Hannah Arendt came closer to reality when she spoke of the "banality" of evil. She was writing about the trial of Adolf Eichmann. Her point was that most of those who carried out atrocities under the Nazis were perfectly ordinary people who simply did what they were asked to do.

Many of those who, unwittingly, helped Savile to abuse his victims were also perfectly ordinary people: porters, security guards, receptionists. To them, he was a celebrity. They were flattered by the attention he paid them. They turned the keys, opened the doors, wheeled the trolleys, delivered the victims, and failed to notice that anything was amiss.

The same was true of the important people whom Savile courted: the consultants, the managers, the police, the politicians. They liked being associated with the "saintly" and tireless fund-raiser for good causes.

We now know that Savile had no moral compass, and that his eccentric benevolence masked a sense of absolute sexual entitlement. We do not see evil because we do not expect it, and in many ways that is a good thing. But it leaves us helpless when the real thing emerges.

I met Savile in the early 1970s. He had his own much-admired Speakeasy programme on Radio 1, produced by the BBC's Religious Department. As a new researcher, I can remember him coming through the second-floor corridor at Broadcasting House in his clownish outfits, hair streaking behind him, a gag a minute.

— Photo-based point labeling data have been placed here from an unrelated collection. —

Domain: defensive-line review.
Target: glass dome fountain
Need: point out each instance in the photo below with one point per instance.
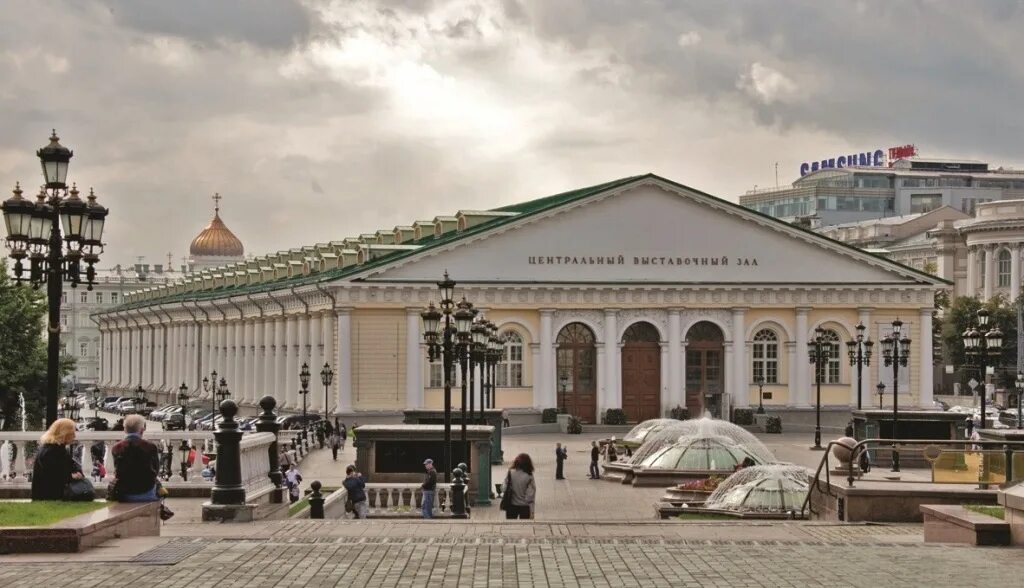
(762, 489)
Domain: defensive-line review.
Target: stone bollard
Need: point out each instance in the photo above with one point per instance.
(227, 489)
(267, 423)
(458, 494)
(315, 501)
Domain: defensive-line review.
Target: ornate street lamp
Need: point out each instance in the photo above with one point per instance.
(860, 355)
(304, 381)
(983, 345)
(760, 381)
(34, 233)
(438, 333)
(327, 376)
(819, 353)
(1020, 395)
(896, 350)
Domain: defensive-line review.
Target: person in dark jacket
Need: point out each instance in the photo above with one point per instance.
(429, 488)
(136, 463)
(54, 467)
(560, 456)
(356, 488)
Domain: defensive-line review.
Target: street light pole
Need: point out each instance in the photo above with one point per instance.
(34, 233)
(980, 343)
(860, 355)
(896, 351)
(818, 351)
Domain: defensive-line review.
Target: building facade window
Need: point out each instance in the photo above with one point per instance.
(765, 357)
(832, 369)
(1004, 263)
(510, 370)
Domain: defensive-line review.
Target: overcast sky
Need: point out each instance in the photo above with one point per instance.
(321, 120)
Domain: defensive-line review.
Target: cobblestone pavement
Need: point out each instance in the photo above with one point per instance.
(365, 553)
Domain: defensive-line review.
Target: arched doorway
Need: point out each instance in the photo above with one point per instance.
(705, 373)
(577, 363)
(641, 360)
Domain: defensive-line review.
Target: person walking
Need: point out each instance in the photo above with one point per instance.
(356, 488)
(521, 488)
(292, 479)
(335, 442)
(560, 456)
(429, 488)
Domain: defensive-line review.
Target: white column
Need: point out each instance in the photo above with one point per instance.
(344, 375)
(327, 326)
(414, 361)
(989, 271)
(612, 366)
(740, 386)
(315, 365)
(1015, 271)
(544, 382)
(675, 395)
(256, 373)
(280, 355)
(972, 270)
(290, 377)
(926, 390)
(802, 396)
(246, 379)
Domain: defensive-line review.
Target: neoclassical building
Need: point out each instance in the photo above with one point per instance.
(640, 293)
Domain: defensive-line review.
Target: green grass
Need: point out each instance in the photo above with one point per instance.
(43, 513)
(991, 510)
(706, 516)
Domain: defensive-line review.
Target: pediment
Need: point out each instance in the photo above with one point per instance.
(650, 231)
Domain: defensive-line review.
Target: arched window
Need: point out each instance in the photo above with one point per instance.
(830, 370)
(1003, 265)
(765, 357)
(510, 370)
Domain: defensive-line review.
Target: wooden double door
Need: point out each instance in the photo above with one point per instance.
(641, 366)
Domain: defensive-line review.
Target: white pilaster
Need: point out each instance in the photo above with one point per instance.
(926, 391)
(414, 361)
(1015, 271)
(327, 327)
(801, 397)
(612, 366)
(676, 394)
(544, 384)
(989, 271)
(315, 365)
(740, 386)
(344, 375)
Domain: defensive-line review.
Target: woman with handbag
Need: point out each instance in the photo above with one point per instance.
(520, 489)
(54, 470)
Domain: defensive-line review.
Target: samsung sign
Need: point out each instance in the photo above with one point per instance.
(876, 159)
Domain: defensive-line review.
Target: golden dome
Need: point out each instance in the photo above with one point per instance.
(216, 240)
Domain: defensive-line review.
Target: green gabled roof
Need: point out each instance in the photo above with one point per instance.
(524, 209)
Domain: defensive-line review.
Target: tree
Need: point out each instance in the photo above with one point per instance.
(963, 313)
(23, 351)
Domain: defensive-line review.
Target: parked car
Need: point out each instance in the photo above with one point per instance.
(174, 422)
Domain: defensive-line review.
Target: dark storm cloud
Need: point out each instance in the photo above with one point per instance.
(269, 24)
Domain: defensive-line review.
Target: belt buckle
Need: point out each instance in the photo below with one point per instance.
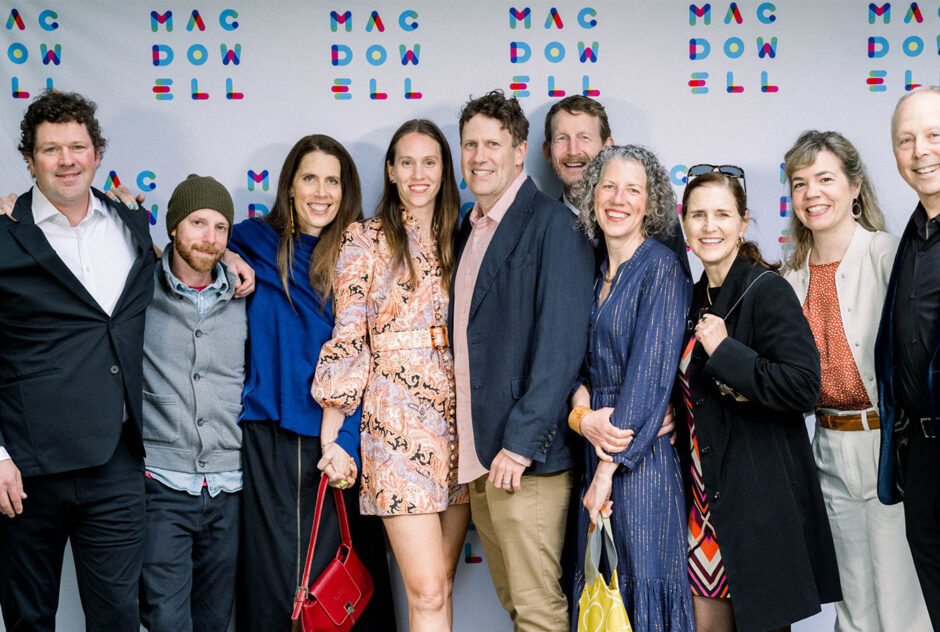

Was there something sinister about him? There were rumours. All I felt at the time was that he was odd, but I didn't have much experience of celebrities.

I think his producer, Roy Trevivian, knew that there was a serious problem. His preparation for Savile's arrival was a couple of triple vodkas laced with lime. We all had too much invested in Savile's success. And that is how he made fools of all of us. Evil knows its targets.

The Revd Angela Tilby is Diocesan Canon of Christ Church, Oxford.